# Putting It All Together

* Outlines putting together all the usages from tokenizer to model using the `AutoTokenizer` and `AutoModel` classes from the Hugging Face `Transformers` library
* All classes and functions are imported from the `Transformers` library

## Setup

In [4]:
model_provider = "distilbert"
model_name = "distilbert-base-uncased"
model = f"{model_provider}/{model_name}"

---

## Mimicking the Pipeline Function

* The Transformers API can handle all of this with a high-level function that one will dive into here
* When one calls one's tokenizer directly on the sentence, one gets back inputs that are ready to pass through one's model:

In [5]:
from transformers import AutoTokenizer

checkpoint = "distilbert-base-uncased-finetuned-sst-2-english"
tokenizer = AutoTokenizer.from_pretrained(checkpoint)

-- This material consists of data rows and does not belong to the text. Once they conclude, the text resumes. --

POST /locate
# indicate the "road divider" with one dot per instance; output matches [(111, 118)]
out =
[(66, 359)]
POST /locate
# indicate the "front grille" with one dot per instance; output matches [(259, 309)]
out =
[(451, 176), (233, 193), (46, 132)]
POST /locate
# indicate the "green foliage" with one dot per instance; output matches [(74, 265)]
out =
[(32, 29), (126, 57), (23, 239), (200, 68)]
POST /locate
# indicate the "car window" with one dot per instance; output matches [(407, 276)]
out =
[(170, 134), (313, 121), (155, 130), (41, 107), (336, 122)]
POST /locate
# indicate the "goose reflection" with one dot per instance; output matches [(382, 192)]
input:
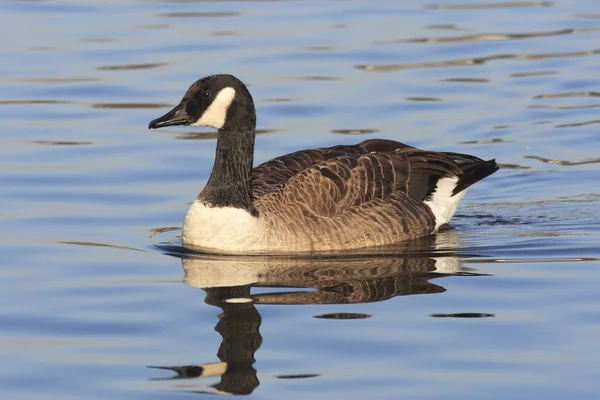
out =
[(229, 283)]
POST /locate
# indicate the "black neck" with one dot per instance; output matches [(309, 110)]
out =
[(229, 184)]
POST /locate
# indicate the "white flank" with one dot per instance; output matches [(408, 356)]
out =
[(220, 229), (443, 204), (216, 113)]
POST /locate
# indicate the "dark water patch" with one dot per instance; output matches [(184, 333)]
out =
[(159, 231), (316, 78), (200, 14), (567, 108), (297, 376), (61, 142), (33, 101), (532, 74), (423, 99), (567, 94), (354, 131), (343, 316), (564, 162), (487, 6), (276, 100), (59, 80), (577, 124), (463, 315), (490, 140), (474, 61), (153, 26), (466, 80), (223, 33), (127, 67), (443, 26), (513, 166), (94, 244), (124, 106), (481, 37), (99, 40)]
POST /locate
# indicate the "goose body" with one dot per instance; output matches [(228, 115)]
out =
[(375, 193)]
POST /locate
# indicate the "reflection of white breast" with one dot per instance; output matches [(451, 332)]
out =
[(223, 229)]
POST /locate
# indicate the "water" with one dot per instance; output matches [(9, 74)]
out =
[(504, 305)]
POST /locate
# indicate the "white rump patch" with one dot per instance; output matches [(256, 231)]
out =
[(216, 113), (443, 204)]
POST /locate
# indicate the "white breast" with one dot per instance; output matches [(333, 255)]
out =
[(221, 229)]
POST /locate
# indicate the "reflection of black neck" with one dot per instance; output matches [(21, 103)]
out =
[(239, 326)]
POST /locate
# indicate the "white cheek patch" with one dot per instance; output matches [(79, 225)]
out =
[(216, 113)]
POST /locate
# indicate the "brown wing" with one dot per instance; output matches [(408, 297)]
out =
[(335, 186), (274, 174)]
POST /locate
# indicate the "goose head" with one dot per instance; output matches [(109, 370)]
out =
[(219, 101)]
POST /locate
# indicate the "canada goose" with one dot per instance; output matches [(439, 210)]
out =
[(374, 193)]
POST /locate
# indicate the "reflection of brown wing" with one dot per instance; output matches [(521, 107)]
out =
[(363, 281), (337, 280)]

sequence = "I've been waiting for a HuggingFace course my whole life."

model_inputs = tokenizer(sequence)

* Here, the `model_inputs` variable contains everything that is necessary for a model to operate well

* As one will see in some examples below, this method is very powerful
* First, it can tokenize a single sequence:

In [6]:
sequence = "I've been waiting for a HuggingFace course my whole life."

model_inputs = tokenizer(sequence)

It also handles multiple sequences at a time, with no change in the API:

In [7]:
sequences = ["I've been waiting for a HuggingFace course my whole life.", "So have I!"]

model_inputs = tokenizer(sequences)

It can pad according to several objectives:

In [8]:
# will pad the sequences up to the maximum sequence length
model_inputs = tokenizer(sequences, padding="longest")

# will pad the sequences up to the model max length
model_inputs = tokenizer(sequences, padding="max_length")

# will pad the sequences up to the specified max length
model_inputs = tokenizer(sequences, padding="max_length", max_length=8)

It can also truncate sequences:

In [9]:
sequences = ["I've been waiting for a HuggingFace course my whole life.", "So have I!"]

# will truncate the sequences that are longer than the model max length
model_inputs = tokenizer(sequences, truncation=True)

# will truncate the sequences that are longer than the specified max length
model_inputs = tokenizer(sequences, max_length=8, truncation=True)

* The `tokenizer` object can handle the conversion to specific framework tensors, which can then be directly sent to the model
* For example, in the following code sample, one is prompting the tokenizer to return tensors from the different frameworks:
	* `"pt"` returns PyTorch tensors
	* `"np"` returns NumPy arrays

In [10]:
sequences = ["I've been waiting for a HuggingFace course my whole life.", "So have I!"]

# returns PyTorch tensors
model_inputs = tokenizer(sequences, padding=True, return_tensors="pt")

# returns NumPy arrays
model_inputs = tokenizer(sequences, padding=True, return_tensors="np")

---

## Special Tokens

If one takes a look at the input IDs returned by the tokenizer, one will see they are a tiny bit different from what one had earlier:

In [11]:
sequence = "I've been waiting for a HuggingFace course my whole life."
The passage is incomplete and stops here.